From The Nurse’s PDR Resource Center
Castor oil, emulsified
Alphamul, Emulsoil, Fleet Flavored Castor Oil, Neoloid) (OTC)
Classification: Laxative, stimulant
Action/Kinetics: The active ingredient is ricinoleic acid, which is liberated in the small intestine. This substance inhibits water and electrolyte absorption, leading to fluid accumulation and increased peristalsis. Prompt (within 2-6 hr) and complete evacuation of the bowel occurs, often with a watery stool.
Use: Preparation of bowel for diagnostic procedures. Short-term relief of constipation.
Contraindications: Pregnancy, menstruation, abdominal pain, and intestinal obstruction. Common constipation. Concomitantly with fat-soluble anthelmintics.
Side Effects: Severe diarrhea, abdominal pain and colic, altered mucosal permeability in the small intestine, dehydration, and changes in electrolyte balance, including hyperkalemia, acidosis, or alkalosis.

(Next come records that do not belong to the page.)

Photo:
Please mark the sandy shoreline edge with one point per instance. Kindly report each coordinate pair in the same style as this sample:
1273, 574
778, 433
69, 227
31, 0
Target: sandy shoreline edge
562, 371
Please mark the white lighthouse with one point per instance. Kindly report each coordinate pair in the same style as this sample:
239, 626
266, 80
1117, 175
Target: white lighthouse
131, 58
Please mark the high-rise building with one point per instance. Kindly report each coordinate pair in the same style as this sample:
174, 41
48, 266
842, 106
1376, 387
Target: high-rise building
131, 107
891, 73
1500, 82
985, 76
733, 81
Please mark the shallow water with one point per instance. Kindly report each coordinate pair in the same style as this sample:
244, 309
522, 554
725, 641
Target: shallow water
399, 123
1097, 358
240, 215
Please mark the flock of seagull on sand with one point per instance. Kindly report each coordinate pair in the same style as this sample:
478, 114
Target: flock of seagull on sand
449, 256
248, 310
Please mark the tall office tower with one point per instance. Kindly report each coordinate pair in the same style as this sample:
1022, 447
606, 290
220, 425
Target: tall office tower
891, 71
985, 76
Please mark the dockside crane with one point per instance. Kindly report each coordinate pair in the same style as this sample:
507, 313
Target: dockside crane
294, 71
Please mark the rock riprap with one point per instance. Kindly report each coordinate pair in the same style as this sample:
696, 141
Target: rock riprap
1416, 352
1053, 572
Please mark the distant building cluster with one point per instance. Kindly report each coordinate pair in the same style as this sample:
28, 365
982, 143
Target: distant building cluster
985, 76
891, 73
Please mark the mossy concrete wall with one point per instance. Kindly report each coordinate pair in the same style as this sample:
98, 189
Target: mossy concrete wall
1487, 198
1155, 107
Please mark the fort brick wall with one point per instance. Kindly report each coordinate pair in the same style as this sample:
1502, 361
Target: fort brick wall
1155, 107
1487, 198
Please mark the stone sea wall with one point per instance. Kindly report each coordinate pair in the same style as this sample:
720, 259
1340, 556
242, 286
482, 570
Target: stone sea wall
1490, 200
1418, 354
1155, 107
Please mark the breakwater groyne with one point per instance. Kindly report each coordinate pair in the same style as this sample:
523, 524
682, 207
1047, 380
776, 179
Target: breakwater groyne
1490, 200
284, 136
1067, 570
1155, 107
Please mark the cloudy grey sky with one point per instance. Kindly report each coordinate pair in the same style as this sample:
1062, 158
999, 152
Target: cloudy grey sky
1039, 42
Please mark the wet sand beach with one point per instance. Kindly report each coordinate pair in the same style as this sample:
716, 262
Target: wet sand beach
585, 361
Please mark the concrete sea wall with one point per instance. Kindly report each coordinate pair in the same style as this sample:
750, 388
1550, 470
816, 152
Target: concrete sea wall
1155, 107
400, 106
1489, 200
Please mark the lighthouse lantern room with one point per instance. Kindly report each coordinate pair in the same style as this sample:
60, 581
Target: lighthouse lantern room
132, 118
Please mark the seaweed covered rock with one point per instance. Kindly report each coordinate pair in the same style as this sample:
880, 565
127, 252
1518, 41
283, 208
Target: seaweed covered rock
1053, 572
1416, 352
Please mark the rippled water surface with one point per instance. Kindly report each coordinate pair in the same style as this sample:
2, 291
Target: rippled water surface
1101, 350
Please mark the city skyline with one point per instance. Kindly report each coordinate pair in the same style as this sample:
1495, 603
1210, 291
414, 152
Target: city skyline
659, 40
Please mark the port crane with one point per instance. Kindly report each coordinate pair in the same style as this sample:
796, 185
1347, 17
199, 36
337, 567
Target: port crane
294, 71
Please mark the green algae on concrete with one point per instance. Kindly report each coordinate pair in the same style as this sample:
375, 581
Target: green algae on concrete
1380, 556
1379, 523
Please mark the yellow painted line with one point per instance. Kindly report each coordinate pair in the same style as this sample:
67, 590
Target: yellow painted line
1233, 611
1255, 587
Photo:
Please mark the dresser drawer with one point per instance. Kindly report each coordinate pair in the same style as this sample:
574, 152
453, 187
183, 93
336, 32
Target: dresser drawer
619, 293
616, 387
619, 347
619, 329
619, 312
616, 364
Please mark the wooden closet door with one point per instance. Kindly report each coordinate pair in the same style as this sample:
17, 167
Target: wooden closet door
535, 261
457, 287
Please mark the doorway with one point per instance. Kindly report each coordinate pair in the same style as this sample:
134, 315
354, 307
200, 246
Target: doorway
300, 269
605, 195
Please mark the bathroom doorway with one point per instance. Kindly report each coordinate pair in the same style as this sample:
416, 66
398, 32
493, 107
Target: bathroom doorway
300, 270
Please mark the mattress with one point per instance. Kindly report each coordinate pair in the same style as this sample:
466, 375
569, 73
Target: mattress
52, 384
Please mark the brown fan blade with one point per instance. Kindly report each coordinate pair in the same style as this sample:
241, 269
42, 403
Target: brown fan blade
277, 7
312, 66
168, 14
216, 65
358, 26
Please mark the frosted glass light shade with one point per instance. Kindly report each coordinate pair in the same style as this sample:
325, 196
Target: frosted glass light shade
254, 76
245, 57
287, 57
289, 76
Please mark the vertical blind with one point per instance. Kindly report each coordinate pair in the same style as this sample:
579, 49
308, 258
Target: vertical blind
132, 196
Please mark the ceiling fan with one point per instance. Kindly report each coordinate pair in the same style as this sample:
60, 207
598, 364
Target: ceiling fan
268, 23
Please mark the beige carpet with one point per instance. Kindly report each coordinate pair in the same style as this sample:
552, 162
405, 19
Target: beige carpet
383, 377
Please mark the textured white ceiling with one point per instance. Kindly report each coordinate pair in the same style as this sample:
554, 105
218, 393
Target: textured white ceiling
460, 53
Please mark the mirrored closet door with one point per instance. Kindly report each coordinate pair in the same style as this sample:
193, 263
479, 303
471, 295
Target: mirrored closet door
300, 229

I’m not a doctor, but I can hardly imagine an MD worth his or her salt recommending this powerful purgative as a cure for ovarian cysts. Nor can I envision any responsible nurse practitioner/midwife inducing diarrhea as a means to inducing uterine contractions during labor. Increased intestinal peristalsis does not translate into faster baby.
Take a close look at the side effects and contraindications. A good case of the Hershey squirts, dehydration and an altered electrolyte balance are probably the last things a woman in childbirth should have on her mind.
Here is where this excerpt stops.